Tuesday, 19 August 2008

RUSSIA PREPARING TO SPLINTER GEORGIA AFTER SARKOZY-BROKERED ARMISTICE

By Vladimir Socor

Monday, August 18, 2008

Despite a ceasefire agreement, a key bridge in Georgia is destroyed, allegedly by Russian forces (LA Times)
The Kremlin is not honoring the French-brokered agreement on cessation of hostilities and troop withdrawal from Georgia. Russian troops are roaming and rampaging at will through parts of Georgia and are preparing to seize chunks of its territory for the long term. Meanwhile, Russia brandishes the threat to dismember the entire country. Such threats reflect Moscow’s goal to reduce Georgia to political obedience by changing the country’s government. 

In the process, Moscow embarrasses French President Nicolas Sarkozy by casting doubt on his promise to secure the withdrawal of Russian troops from Georgia. The Russians are even asking Georgia through Sarkozy to accept larger “security zones” under Russian control in Georgian territory, as a price for implementing the Sarkozy-brokered agreement, which heavily favors Russia in the first place (see EDM, August 13). 

Russian troops and their local proxies now fully occupy South Ossetia and Abkhazia. Authorities loyal to Tbilisi, which operated in parts of those two regions, have been expelled, and the Georgian populations forcibly evicted. Statements by Russian officials from President Dmitry Medvedev and Minister of Foreign Affairs Sergei Lavrov on down clearly suggest that they regard these territorial changes as permanent (Interfax, Itar-Tass, August 14-17). 

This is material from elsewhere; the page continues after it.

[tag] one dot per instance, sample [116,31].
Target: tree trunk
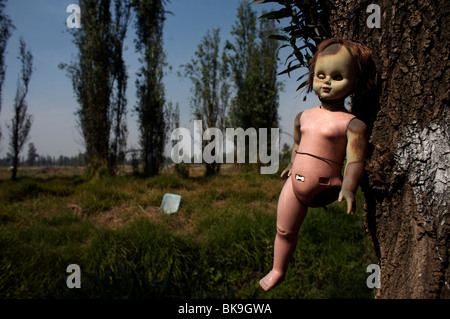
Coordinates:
[408,174]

In addition, Russian forces have seized several districts inside Georgia beyond South Ossetia and Abkhazia, contiguous to them but never previously contested. Such areas include Zugdidi and Tsalenjikha near Abkhazia, and Gori and Akhalkagori near South Ossetia. The Russians seem to be turning these newly occupied areas into buffer zones that would separate South Ossetia and Abkhazia from the rest of Georgia (Civil Georgia , Kavkas-Press, August 14-17). 

In these districts, the Russians seem to be setting up a system of dual power. Georgian civil authorities and police are allowed to operate partially, under limitations defined by Russian military occupation authorities and in coordination with them. These arrangements seem tentative and temporary at this stage. 

The Russians may have in mind replicating here the system they created in Moldova’s city of Bendery, which is a buffer zone between right-bank Moldova and the secessionist Transnistria on the left bank of the Nistru River. In Bendery, Moldovan police are tolerated but must operate in coordination with the Russian military komendatura, whose chief (usually a Russian army colonel) settles any disputes between Moldovan and secessionist authorities in that buffer-zone city. 

Moreover, the occupying forces seem intent on isolating certain remote districts from the rest of the country. Thus, the Russians have destroyed the crucial road bridge that connects the mountainous Svaneti district (adjacent to Abkhazia and Russia) from the rest of Georgia. 

Deep inside Georgia, Russian forces have cut the country into an eastern half and a western half by blocking railway and highway traffic. The Russians have blown up the railway bridge at Kaspi and seized the highway junction near Gori, interdicting all transport. As a result, the government in Tbilisi has lost all overland links with the west of the country and parts of central Georgia. Air links between eastern and western Georgia are also blocked by the Russians. 

Russian troops control Georgia’s Black Sea harbor of Poti and adjacent areas and are discouraging commercial vessels from entering the ports of Poti and Batumi. The Russian navy, deployed off Georgia’s coast, is engaged in undeclared or semi-declared blockade measures. The maritime blockade and interdiction of overland communications from the ports to the rest of the country has largely isolated Georgia economically from the outside world. 

In sum, Russia threatens to cut up Georgia, informally but methodically, on several levels: 1) in Abkhazia and South Ossetia; 2) through additional buffer zones (glacis) beyond the secessionist areas; 3) by isolating some remote chunks of territory (Svaneti); 4) by cutting off the country’s east and west from each other and isolating Tbilisi; and 5) by controlling the seaboard. 

Cumulatively, these moves enable Moscow to threaten to dismember Georgia as a means to force a change of government in Tbilisi. In the next stage, Moscow may try to install local authorities in various parts of the country. Those authorities may then be forced to act without Tbilisi’s approval or even to declare insubordination to Tbilisi. Pro-Moscow groups are a very small fringe in Georgia. The Russians, however, can create supply problems and law enforcement difficulties in order to force local authorities to work with Russian occupation authorities, even if the latter refuse to work with the Georgian government. 

Reopening Georgia’s ports and restoring east-west road and railway traffic is therefore politically crucial to maintaining Georgian statehood in the face of Russia’s overt attempts to destroy the country.